Obwohl Gott in Seiner Antwort den Stolz, die falsche Sicherheit und das Widerstreben des Volkes bloßstellte, versicherte Er doch in unendlichem Erbarmen Seinem Diener, daß Er seiner Brüder, der Männer seiner Verwandtschaft und des ganzen Hauses Israel in Seiner Gnade gedenken wolle und daß ein Tag kommen würde, wo Er sie wieder sammeln und aus den Ländern zusammenbringen werde, in welche sie zerstreut worden seien. Und nicht allein werde Er ihnen das Land Israel geben, sondern auch ein Herz und einen neuen Geist in ihrem Innern. Und sie würden Sein Volk und Er ihr Gott sein. Welche Gegensätze in der Größe der Sünde und in der Größe der Gnade! Ja, wir lernen bisweilen die ganze Schwere unserer Sünden und ebenso die ganze Größe unserer Segnungen erst recht in dem Gegensatz zu verstehen. Wie hochmütig und anmaßend waren die Worte dieser Bewohner Jerusalems: „Uns ist das Land zum Besitztum gegeben!“ gegenüber dem demütigen Bekenntnis des Überrestes: „Nicht uns, Jehova, nicht uns, sondern Deinem Namen gib Ehre.“ (Ps 115,1) Sie ließen das Wort „nicht“ aus, und damit bewiesen sie, daß sie sich nicht nur der Verachtung ihrer Brüder schuldig machten, sondern auch unverdiente Ehre für sich selbst in Anspruch nahmen, anstatt sie Gott zu geben, von dem alles kam und dem auch aller Ruhm gebührte.
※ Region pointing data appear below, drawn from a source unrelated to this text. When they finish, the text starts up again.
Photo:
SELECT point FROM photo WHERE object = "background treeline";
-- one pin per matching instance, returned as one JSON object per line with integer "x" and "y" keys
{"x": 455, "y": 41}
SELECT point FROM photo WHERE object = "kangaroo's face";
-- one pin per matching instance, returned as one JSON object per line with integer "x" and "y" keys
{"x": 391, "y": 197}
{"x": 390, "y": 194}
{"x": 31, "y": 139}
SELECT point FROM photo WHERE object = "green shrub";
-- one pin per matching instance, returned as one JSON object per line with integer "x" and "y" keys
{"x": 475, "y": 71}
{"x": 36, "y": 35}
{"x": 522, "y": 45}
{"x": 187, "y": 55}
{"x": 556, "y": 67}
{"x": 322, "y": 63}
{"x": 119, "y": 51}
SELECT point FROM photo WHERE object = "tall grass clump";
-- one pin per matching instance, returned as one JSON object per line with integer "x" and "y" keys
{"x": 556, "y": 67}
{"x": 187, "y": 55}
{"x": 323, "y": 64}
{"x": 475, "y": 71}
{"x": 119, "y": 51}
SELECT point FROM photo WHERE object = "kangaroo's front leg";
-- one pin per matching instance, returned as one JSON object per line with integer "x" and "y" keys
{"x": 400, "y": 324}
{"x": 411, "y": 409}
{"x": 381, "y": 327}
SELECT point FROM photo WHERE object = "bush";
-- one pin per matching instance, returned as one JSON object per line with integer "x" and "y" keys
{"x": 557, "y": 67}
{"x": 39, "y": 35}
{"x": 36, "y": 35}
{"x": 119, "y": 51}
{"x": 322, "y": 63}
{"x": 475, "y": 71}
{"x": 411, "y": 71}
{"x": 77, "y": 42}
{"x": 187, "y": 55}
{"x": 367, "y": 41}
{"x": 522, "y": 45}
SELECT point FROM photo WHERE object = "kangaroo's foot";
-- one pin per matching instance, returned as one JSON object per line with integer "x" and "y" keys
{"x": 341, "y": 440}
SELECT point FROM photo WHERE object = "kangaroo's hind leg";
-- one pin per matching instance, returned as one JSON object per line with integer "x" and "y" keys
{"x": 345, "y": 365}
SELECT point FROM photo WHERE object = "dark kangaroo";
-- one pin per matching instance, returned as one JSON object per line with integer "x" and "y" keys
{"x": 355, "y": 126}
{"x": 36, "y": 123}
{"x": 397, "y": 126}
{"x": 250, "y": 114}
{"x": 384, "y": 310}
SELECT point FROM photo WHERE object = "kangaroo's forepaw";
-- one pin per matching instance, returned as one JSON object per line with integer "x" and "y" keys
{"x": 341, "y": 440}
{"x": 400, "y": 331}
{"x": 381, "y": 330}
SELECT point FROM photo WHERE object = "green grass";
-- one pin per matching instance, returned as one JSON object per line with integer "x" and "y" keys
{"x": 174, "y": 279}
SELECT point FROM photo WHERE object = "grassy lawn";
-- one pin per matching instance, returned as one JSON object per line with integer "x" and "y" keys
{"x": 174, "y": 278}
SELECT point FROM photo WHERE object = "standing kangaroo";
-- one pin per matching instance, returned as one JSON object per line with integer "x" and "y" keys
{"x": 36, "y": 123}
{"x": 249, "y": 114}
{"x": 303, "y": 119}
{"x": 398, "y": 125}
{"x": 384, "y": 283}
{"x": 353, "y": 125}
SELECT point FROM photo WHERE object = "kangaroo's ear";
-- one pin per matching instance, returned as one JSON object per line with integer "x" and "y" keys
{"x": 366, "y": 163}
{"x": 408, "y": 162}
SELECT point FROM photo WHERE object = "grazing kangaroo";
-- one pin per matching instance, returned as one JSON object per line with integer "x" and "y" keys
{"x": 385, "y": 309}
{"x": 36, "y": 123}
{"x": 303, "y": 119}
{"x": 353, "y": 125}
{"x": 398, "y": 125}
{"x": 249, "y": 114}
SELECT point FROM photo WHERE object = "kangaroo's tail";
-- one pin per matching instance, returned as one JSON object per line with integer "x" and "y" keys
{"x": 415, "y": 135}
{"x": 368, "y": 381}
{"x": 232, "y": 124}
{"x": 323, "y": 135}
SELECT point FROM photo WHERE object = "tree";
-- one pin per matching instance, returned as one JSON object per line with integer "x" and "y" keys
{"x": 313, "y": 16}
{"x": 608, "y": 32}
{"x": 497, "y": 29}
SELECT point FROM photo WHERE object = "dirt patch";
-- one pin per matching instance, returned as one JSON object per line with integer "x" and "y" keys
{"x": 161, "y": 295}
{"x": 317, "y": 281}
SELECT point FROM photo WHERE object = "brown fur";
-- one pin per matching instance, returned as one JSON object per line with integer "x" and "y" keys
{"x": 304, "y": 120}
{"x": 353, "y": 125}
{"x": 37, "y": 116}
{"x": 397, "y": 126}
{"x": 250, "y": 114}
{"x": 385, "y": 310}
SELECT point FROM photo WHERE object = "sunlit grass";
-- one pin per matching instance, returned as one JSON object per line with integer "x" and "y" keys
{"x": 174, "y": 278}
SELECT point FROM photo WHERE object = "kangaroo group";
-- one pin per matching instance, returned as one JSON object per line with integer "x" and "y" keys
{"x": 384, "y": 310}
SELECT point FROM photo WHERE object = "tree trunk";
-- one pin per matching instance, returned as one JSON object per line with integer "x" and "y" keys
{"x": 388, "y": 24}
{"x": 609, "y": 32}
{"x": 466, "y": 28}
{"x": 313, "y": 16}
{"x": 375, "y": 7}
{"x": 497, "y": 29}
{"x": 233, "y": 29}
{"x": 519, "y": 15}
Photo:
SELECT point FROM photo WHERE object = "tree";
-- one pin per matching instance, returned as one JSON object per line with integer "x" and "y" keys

So wie Eutychus' Schlaf und Fall nicht auf ihn allein beschränkt ist, so ist auch die Sünde der Bewohner Jerusalems nicht allein auf diese und die Zeiten des Alten Testamentes beschränkt. Zu allen Zeiten hat sie Gottes Volk umstrickt, und wir finden etwas davon wieder bei den Jüngern des Herrn , als sie jemand tun sahen, was sie hätten zu tun fähig sein sollen und doch nicht tun konnten wegen ihres Mangels an Gebet und Fasten. Im Eigendünkel kamen sie zu dem Herrn , und Johannes sagte: „Lehrer, wir sahen jemanden Dämonen austreiben in Deinem Namen, der uns nicht nachfolgt; und wir wehrten ihm, weil er uns nicht nachfolgt. Jesus aber sprach: Wehret ihm nicht; denn es ist niemand, der ein Wunderwerk in Meinem Namen tun kann und bald übel von Mir zu reden vermögen wird; denn wer nicht wider uns ist, ist für uns.“ (Mk 9,38-40) Diese Antwort des Herrn offenbart uns sowohl Seine Treue, mit welcher Er den Eigendünkel Seiner Jünger aufdeckte, als auch Seine Gnade gegen alle, die Seinen Namen lieben und Seine Autorität anerkennen. Möchten wir alle hieraus eine Lehre ziehen und uns von der Sünde der Selbsterhebung bewahren lassen! Laßt uns, statt unsere Brüder zu verachten, durch die Gnade lernen, andere höher zu achten als uns selbst und zu sagen: „Der Herr sei gepriesen!“
H. (v. d. K).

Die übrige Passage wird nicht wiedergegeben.